Hence, petition is dismissed for lack of merit.

Republic of the Philippines


SUPREME COURT
Manila

THIRD DIVISION

G.R. No. 168421 June 8, 2007

JENNIFER FABELLO PASAMBA, petitioner,


vs.
NATIONAL LABOR RELATIONS COMMISSION, HON. VICTORIANO R. CALCAY, RAUL T.
AQUINO, ANGELITA A. GACUTAN, AND LABOR ARBITER ERNESTO S. DINOPOL, ST.
LUKE’S MEDICAL CENTER INC., JOSE FORTUNATO G. LEDESMA, VICTORIA D.
VILLANUEVA, CAROLINE R. VALDEPENAS AND JOVIE ANNE MONSALUD, respondents.

DECISION

CHICO-NAZARIO, J.:

This is a Petition for Review on Certiorari under Rule 45 of the Rules of Court, assailing the
Decision,1 dated 18 April 2005, rendered by the Court of Appeals, affirming the
Resolution,2 promulgated by the National Labor Relations Commission (NLRC) on 15 May
2003. The Court of Appeals, in its assailed Decision, sustained as valid the petitioner’s
dismissal from her employment with St. Luke’s Medical Center (SLMC).
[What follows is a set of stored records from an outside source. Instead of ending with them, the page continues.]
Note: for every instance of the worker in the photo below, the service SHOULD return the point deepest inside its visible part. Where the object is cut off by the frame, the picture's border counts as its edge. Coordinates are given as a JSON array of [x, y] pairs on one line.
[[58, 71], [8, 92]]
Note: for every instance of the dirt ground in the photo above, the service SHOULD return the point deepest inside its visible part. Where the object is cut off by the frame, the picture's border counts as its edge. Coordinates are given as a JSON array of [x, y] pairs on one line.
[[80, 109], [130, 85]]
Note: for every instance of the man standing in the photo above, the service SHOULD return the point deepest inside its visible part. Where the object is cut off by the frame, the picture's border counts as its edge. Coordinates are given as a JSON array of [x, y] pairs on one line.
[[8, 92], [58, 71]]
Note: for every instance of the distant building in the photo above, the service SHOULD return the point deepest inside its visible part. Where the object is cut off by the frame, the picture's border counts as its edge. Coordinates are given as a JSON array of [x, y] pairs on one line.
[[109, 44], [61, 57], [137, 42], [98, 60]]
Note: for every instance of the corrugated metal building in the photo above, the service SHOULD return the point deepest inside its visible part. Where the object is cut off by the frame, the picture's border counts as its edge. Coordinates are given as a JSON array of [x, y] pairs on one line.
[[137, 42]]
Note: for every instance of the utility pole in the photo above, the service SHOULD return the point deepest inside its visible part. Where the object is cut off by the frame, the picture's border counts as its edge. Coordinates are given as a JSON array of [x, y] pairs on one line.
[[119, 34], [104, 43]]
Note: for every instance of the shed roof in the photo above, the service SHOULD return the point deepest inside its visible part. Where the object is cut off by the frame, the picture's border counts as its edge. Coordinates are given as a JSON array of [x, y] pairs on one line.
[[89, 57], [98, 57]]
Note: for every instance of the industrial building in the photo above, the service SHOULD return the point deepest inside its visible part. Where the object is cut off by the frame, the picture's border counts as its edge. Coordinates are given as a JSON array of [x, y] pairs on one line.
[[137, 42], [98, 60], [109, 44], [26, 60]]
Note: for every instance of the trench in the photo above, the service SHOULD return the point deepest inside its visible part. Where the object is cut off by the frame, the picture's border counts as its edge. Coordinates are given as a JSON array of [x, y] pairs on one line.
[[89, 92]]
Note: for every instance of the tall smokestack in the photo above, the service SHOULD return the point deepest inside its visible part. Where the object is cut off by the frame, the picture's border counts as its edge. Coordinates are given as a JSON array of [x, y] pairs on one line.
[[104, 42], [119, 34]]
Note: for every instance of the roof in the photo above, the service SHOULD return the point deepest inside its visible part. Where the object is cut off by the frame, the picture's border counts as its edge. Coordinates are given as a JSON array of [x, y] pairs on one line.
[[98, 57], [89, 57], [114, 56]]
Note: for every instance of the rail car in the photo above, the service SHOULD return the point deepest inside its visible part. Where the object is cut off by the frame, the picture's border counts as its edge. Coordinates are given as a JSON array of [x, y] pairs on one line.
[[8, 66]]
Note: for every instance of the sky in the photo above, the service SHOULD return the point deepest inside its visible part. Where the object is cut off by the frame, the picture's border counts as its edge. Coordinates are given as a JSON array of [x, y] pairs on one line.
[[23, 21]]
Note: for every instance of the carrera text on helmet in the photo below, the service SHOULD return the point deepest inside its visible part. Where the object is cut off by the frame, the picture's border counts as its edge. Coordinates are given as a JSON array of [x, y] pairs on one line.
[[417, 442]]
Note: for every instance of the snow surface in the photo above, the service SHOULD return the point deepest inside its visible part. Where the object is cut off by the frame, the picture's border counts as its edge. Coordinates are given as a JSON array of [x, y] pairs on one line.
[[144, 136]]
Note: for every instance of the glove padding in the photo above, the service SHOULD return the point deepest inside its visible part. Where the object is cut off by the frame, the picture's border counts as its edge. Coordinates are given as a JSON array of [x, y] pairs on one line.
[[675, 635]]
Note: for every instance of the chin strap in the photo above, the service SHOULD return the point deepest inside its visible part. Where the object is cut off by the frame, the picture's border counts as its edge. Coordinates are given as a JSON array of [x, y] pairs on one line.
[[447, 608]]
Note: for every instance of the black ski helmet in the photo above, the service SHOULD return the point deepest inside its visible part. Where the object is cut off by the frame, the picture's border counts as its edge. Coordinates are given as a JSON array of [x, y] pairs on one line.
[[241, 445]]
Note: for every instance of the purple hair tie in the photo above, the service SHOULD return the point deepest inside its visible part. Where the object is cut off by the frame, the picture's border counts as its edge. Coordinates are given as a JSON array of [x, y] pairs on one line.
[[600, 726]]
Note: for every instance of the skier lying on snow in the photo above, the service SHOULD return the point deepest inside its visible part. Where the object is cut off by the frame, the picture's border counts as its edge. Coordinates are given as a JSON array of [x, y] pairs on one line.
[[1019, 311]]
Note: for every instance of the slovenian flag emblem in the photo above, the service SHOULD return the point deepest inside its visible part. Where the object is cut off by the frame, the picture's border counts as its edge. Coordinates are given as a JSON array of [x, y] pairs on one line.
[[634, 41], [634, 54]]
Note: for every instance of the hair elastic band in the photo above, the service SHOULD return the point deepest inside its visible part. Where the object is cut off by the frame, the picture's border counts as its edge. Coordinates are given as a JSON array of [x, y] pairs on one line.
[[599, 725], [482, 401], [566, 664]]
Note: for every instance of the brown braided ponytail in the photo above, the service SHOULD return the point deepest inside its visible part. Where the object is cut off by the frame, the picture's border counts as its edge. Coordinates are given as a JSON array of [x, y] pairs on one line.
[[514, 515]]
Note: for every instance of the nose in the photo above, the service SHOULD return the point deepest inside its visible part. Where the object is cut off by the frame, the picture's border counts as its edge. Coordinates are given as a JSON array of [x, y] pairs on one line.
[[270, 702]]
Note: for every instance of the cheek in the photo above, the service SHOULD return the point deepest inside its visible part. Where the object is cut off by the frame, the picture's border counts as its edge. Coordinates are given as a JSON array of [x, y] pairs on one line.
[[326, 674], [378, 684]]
Petitioner Jennifer Fabello Pasamba was employed as a staff nurse by SLMC on 3 July 2001 on
a probationary status for a maximum of six months. On 15 October 2001, Dr. Pacita J. M.
Lopez, Assistant Chairman of the Department of Pediatrics, filed a Complaint with Lydia
Cabigao, the Vice President for Nursing, against the petitioner for uttering slanderous remarks
against her.3 In her complaint, Dr. Lopez attached a letter, dated 10 October 2001, written by
Hazel S. Cabales, the mother of a patient, relaying an incident wherein petitioner allegedly
made the following remarks against Dr. Lopez4 :
"Bakit si Dra. Lopez pa ang napili mong "pedia" eh ang tanda-tanda na n’un? x x x Alam mo ba,
kahit wala namang diperensya yung baby, ipinapa-isolate nya? Minsan nga, meron bagong
baby siyang pasyente na ipinasok dito, sabi ko, bah, himala! Walang ikinabit sa kanya. Tapos,
kinabukasan . . . kinabitan din pala!"

On 16 October 2001, SLMC issued a Memorandum requiring petitioner to reply in writing to Dr.
Lopez’s complaint.5

In a Letter,6 dated 18 October 2001, petitioner, thru counsel, denied making the statement,
which Cabales attributed to her. Petitioner also claimed that Cabales had merely concocted the
story after petitioner barred Cabales from staying in the Intermediate Maternity Care Unit
(IMCU), since visitors were not allowed to do so.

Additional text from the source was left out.